TAs stock price rose 2.1% after disclosing it received a $92 a share offer, however, on Wednesday, the TA independent board members determined that the offer from Party G didn't constitute a superior proposal to the bp deal, according to the SEC filing. The board members said the offer would require “significant” third-party financing and there was no firm commitment from a potential financing source to provide such financing and the financing markets “remain uncertain.”

A deal with bp, at $86 per share, is still subject to TA shareholder and regulatory approval. The possible acquisition by bp was the result of TA receiving unsolicited interest to be acquired. In response, TA’s board hired financial and legal advisors as part of a formal process to consider a potential sale. This process ultimately included competitive rounds of bidding from potential buyers that resulted in the bp transaction, unanimously approved by the TA board, said TA.

  • BP is No. 7 and TravelCenters of America is No. 29 on CSP’s Top 40 update to the 2022 Top 202 ranking of U.S. convenience-store chains by company-owned store count. Watch for the updated list in June.

The proposal from Party G indicated that it planned to finance the purchase through a combination of cash on hand, external financing and lines of credit with a 30-day timeline to conduct diligence and sign definitive agreements.

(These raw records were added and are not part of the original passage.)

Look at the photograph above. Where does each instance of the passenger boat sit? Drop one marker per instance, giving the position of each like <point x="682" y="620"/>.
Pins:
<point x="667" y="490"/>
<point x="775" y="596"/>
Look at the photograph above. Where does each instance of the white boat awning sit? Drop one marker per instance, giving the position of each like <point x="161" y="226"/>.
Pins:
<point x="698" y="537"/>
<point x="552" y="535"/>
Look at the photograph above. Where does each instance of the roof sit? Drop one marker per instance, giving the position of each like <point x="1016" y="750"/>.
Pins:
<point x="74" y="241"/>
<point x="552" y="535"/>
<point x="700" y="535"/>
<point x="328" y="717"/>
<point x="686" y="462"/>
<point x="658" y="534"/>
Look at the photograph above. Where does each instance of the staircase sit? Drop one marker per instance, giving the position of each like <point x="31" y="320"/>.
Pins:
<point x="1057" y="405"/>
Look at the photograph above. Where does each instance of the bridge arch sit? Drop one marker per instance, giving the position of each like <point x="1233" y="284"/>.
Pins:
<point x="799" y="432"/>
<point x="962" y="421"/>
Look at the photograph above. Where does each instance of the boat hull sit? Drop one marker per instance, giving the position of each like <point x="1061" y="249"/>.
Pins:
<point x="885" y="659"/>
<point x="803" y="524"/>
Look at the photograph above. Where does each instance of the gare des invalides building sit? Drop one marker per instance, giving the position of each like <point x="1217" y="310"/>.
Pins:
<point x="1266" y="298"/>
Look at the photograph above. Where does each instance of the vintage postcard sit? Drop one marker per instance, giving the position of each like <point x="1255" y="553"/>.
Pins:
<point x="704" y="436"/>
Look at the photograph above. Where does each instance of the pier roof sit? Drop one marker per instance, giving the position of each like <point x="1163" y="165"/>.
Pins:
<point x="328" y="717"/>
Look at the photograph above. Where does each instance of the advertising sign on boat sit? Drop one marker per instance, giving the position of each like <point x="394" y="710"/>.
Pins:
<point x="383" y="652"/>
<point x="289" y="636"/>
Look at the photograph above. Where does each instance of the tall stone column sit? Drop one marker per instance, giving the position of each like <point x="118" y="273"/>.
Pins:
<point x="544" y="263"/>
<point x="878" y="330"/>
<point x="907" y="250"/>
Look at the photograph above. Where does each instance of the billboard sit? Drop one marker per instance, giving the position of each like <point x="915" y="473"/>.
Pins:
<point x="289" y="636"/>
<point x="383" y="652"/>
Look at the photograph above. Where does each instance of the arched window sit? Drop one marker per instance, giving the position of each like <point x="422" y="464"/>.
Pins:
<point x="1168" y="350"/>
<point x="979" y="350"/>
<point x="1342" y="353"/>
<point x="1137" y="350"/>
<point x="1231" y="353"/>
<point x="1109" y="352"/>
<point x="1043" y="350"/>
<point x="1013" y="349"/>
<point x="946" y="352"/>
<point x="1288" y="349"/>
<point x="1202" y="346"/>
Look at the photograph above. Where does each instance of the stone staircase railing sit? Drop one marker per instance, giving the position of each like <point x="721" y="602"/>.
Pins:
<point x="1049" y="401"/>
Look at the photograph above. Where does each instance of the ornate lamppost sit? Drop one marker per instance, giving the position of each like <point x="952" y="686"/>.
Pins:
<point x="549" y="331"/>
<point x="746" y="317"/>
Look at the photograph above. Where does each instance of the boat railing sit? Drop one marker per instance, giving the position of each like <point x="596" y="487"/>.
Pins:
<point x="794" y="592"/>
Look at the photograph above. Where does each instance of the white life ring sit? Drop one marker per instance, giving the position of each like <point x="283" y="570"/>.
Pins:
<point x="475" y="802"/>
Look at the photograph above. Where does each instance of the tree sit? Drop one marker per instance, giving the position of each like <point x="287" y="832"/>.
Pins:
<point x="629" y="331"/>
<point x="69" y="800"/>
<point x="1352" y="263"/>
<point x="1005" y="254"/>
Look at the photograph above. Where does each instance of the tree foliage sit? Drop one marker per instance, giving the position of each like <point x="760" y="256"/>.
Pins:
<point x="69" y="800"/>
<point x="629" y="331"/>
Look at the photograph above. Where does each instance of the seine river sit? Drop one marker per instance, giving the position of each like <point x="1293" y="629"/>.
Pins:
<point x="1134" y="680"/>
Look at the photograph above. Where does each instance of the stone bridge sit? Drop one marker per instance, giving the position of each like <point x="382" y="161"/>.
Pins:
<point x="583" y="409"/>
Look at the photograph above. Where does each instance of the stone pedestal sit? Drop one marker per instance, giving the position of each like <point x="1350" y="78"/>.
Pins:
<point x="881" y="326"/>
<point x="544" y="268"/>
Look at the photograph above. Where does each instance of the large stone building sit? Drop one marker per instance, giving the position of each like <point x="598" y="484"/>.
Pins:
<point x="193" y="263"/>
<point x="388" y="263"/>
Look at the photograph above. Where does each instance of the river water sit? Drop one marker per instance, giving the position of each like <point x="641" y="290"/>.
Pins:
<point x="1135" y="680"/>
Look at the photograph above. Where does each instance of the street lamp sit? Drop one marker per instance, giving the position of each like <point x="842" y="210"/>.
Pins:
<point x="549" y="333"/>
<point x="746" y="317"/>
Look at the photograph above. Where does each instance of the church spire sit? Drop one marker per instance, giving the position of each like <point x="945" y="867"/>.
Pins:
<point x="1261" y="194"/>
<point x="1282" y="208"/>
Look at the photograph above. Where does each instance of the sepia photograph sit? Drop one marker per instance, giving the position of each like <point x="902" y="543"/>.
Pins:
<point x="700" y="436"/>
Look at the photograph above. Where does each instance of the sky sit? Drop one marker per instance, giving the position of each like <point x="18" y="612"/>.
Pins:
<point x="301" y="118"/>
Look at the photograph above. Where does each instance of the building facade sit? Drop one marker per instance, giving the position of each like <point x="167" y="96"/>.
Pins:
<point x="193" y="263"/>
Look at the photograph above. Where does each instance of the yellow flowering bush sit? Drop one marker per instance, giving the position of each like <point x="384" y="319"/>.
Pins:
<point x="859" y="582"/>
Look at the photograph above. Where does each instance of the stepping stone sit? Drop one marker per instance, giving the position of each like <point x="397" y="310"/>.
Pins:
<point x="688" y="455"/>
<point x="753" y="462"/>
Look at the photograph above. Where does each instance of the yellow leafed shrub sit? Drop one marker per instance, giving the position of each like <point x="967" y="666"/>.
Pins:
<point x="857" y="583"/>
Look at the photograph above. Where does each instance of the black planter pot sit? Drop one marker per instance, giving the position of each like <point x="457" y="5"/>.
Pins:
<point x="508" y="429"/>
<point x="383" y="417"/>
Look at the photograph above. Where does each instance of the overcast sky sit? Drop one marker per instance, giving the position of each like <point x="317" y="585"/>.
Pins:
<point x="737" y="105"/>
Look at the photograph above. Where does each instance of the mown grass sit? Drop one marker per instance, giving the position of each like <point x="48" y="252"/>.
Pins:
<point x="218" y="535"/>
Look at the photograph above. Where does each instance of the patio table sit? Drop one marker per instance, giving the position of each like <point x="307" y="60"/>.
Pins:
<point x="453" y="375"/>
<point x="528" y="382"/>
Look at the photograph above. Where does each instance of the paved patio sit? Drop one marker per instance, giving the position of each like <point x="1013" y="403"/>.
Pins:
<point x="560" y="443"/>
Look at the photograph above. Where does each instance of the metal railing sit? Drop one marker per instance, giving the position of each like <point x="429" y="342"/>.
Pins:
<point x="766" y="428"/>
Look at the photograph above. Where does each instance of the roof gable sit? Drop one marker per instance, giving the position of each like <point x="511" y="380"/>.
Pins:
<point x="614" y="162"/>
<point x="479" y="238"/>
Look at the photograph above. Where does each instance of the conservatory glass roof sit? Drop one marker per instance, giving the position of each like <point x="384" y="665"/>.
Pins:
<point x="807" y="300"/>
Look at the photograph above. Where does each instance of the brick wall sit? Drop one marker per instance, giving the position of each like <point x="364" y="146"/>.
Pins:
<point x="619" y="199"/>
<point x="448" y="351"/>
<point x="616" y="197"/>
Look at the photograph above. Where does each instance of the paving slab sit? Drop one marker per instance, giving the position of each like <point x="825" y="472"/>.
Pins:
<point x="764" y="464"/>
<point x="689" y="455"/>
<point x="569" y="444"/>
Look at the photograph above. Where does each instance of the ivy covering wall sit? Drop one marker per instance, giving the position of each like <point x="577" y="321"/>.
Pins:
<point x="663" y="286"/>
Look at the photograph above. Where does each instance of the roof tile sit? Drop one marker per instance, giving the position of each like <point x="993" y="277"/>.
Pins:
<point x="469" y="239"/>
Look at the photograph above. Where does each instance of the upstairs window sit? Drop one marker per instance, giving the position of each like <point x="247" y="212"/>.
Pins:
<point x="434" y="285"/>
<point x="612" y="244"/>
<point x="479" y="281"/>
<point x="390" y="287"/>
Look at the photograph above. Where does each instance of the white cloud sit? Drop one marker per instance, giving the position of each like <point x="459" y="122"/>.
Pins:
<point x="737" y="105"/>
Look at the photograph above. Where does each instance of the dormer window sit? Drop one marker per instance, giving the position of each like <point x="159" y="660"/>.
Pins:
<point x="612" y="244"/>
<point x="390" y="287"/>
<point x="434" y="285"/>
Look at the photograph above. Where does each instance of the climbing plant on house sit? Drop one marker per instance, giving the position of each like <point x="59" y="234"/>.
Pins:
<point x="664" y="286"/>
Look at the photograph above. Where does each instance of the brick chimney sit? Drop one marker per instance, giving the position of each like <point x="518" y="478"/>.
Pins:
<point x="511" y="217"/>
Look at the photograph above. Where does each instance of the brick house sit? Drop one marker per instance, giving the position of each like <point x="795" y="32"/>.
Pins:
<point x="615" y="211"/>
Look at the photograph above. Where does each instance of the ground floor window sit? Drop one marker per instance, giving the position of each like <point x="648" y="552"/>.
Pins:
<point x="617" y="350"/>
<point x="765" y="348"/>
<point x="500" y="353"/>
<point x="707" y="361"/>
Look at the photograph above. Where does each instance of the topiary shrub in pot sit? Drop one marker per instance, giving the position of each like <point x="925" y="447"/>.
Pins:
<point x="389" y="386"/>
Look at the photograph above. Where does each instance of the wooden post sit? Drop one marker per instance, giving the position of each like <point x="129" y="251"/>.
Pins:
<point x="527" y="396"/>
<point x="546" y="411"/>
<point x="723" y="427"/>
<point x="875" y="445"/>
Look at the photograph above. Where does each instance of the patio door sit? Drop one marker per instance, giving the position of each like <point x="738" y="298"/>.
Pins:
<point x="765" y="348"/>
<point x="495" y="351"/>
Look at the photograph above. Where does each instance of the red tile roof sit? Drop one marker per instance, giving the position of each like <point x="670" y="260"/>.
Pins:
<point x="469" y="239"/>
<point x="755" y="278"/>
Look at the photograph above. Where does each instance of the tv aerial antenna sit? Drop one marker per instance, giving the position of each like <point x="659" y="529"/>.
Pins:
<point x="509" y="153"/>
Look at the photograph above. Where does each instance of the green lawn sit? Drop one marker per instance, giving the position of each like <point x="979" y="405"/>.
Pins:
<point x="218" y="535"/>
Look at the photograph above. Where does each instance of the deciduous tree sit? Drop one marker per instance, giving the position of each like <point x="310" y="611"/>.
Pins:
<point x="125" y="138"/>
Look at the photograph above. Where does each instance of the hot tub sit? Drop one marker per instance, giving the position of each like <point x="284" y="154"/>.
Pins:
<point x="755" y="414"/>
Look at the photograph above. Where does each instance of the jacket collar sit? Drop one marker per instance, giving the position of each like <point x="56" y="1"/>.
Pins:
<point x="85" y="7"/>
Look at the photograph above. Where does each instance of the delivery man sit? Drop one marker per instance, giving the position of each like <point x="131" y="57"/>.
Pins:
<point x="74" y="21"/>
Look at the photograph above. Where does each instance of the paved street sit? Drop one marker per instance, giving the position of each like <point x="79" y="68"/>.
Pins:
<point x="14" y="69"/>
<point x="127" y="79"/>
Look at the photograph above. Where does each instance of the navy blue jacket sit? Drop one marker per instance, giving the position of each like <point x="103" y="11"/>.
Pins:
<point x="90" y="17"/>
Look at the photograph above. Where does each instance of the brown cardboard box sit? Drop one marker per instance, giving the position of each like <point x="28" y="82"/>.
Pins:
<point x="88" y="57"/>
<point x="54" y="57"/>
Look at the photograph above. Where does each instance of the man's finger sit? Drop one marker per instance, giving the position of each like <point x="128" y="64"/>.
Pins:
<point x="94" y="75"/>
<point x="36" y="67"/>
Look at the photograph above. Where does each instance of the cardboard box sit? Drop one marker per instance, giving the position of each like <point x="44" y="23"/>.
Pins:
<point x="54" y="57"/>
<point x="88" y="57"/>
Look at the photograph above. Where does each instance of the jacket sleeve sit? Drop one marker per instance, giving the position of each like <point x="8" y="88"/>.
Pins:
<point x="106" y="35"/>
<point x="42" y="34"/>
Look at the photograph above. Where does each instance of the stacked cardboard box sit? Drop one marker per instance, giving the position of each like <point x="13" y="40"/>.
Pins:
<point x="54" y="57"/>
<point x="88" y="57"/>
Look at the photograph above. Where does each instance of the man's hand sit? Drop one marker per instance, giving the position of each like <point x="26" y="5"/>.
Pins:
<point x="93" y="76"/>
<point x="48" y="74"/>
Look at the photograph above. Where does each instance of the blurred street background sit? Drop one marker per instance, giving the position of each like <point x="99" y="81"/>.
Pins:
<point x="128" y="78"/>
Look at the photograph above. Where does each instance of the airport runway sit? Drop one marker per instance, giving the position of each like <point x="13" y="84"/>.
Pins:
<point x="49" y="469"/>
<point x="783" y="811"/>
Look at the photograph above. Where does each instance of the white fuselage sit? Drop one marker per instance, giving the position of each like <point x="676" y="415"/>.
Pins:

Party G indicated that it was prepared to enter the lease documentation under substantially the same terms as bp, including restating guarantees of leases on the same terms as the agreement that would include having Party G as the guarantor. The Party G proposal also included a letter from a potential financing source indicating that, “subject to certain terms and conditions, including pricing,” it was prepared to commit to finance the acquisition.

TA and bp filed notifications of the merger with the Federal Trade Commission (FTC) on March 9, and the initial 30 day review period expires on April 10. Board Chairman Adam Portnoy advised the TA board that the board of trustees of Service Properties Trust (SVC), the landlord of most of TA properties and all of its independent trustees had reached a preliminary consensus that given Party G’s credit rating and financial conditions, SVC would not engage in negotiations with or consent to the assignment of the lease to Party G in connection with a change of control of TA.

Westlake, Ohio-based TA, a publicly traded, full-service travel center network, has 280 locations in 44 states and Canada, principally under the TA, Petro Stopping Centers and TA Express brands. Offerings include diesel and gasoline fuel, truck maintenance and repair, full-service and quick-service restaurants (QSR), travel stores, car and truck parking and other services. The company operates more than 600 full-service and quick-service restaurants and nine proprietary brands, including Iron Skillet and Country Pride.